At RPC, Wade will team up with London-based arbitration partners Tatiana Minaeva, who joined in 2019 from Jones Day, Charles Allen, and the vastly experienced Wood.

Wade is no stranger to the team; both he and Minaeva were leading lights in arranging Tel Aviv Arbitration Week, which took place in March, and were also prominent at last month’s London International Disputes Week.

Meanwhile, at Pallas Partners, which was launched amid a blaze of publicity by Harrison in February, an important landmark has been reached with the arrival of Goh, who becomes its seventh partner.

While arbitration is not Goh’s only skill – a dual-qualified London and Singaporean lawyer, he has litigation experience ranging from antitrust, climate change litigation, and public international law claims – it is a mainstay of his practice.

Work highlights in this area include acting for an Asian state-owned oil company in a joint-venture dispute concerning a high-profile energy project in Africa.
 
He has experience in energy, joint-venture and general commercial disputes, including those with an Asian nexus. He also maintains a strong academic profile, notably as a fellow at his alma mater, the National University of Singapore. 

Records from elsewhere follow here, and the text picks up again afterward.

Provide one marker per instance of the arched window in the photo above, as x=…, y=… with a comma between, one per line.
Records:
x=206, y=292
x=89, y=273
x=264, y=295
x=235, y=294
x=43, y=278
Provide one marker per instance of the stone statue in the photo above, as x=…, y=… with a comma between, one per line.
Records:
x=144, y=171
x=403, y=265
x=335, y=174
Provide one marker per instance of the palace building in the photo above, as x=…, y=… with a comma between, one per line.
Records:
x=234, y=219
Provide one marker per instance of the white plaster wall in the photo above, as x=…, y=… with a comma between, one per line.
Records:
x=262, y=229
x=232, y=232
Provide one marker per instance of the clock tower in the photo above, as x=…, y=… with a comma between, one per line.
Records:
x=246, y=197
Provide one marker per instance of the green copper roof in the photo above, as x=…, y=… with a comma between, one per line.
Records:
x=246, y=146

Goh said he was attracted by the challenge Pallas presented as “a different kind of law firm” and highlighted its commitment to ESG and pro bono work. 

His pro bono work includes assisting the Clooney Foundation for Justice, and Chab Dai UK, an anti-human trafficking NGO.

Before legal practice, Goh served his national service in the Singapore Navy and was awarded the Sword of Honour on graduation as an officer cadet before later qualifying with leading Singaporean independent Rajah & Tann. 

The move reunites him with former colleagues at Pallas, having spent two-and-a-half years at Boies Schiller's London office before joining Debevoise in 2018.